As previously discussed, regardless of who has the right of way, our Court places a heavy duty on drivers to take precaution and keep a proper lookout for pedestrians. The recent decision in Murdoch v. Biggers demonstrates the application of this principle in the context of a pedestrian collision.
In that case, the Plaintiff attempted to cross three lanes of traffic against a red light. The vehicles in the first two lanes stopped for the jaywalker, while the vehicle in the third lane failed to stop in time and collided with the Plaintiff, resulting in a broken leg.

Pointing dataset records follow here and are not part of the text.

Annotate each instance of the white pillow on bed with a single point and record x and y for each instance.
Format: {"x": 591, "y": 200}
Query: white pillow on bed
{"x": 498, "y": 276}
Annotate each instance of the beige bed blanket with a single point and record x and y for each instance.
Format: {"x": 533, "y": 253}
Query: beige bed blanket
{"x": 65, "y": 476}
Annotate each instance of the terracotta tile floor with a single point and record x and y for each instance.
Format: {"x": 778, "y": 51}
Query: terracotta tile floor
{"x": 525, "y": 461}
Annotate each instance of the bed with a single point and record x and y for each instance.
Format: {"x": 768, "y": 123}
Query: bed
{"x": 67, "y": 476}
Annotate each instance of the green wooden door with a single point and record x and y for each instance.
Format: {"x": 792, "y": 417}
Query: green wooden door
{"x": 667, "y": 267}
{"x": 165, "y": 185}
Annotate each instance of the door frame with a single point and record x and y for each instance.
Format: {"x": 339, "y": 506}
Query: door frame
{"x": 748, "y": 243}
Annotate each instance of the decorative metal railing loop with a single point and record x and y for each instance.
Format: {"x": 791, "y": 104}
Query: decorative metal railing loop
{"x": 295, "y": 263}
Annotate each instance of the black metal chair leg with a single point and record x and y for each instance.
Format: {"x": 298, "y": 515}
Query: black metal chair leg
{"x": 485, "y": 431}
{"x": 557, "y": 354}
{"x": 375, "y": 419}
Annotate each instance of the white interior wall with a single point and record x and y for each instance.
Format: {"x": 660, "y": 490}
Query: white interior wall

The Court noted that the vehicles in the first two lanes were able to stop in time, therefore establishing a standard of care that the third vehicle failed to follow. While the defendant motorist had the right of way, the Court went on to find that he shouldered partial responsibility for failing to keep a proper lookout:
 In this case, I do not believe that the defendant exercised the appropriate standard of care to avoid breaching that duty. The drivers in vehicles in the two lanes to her right were able to observe and stop for the plaintiff, and a driver behind her (Ms. Larson) was able to see Ms. Murdoch. Mr. Lukinuk was able to observe that something was happening in his rear-view mirror. In the circumstances, I find that the defendant failed to keep a proper lookout by failing to observe Ms. Murdoch’s entry into the crosswalk and by failing to observe that vehicles in the two lanes to her right had stopped for Ms. Murdoch. I find that if the defendant had in fact been keeping a sufficient look out, she would have been able to stop for Ms. Murdoch and avoid the collision…
 In all of the circumstances, I conclude that the 75% of the fault for the accident should be borne by the plaintiff and 25% by the defendant.
Since the Defendant driver was only found 25% liable for the accident, the apportionment results in the Plaintiff receiving 25 cents for every dollar the Court went on to award in compensation.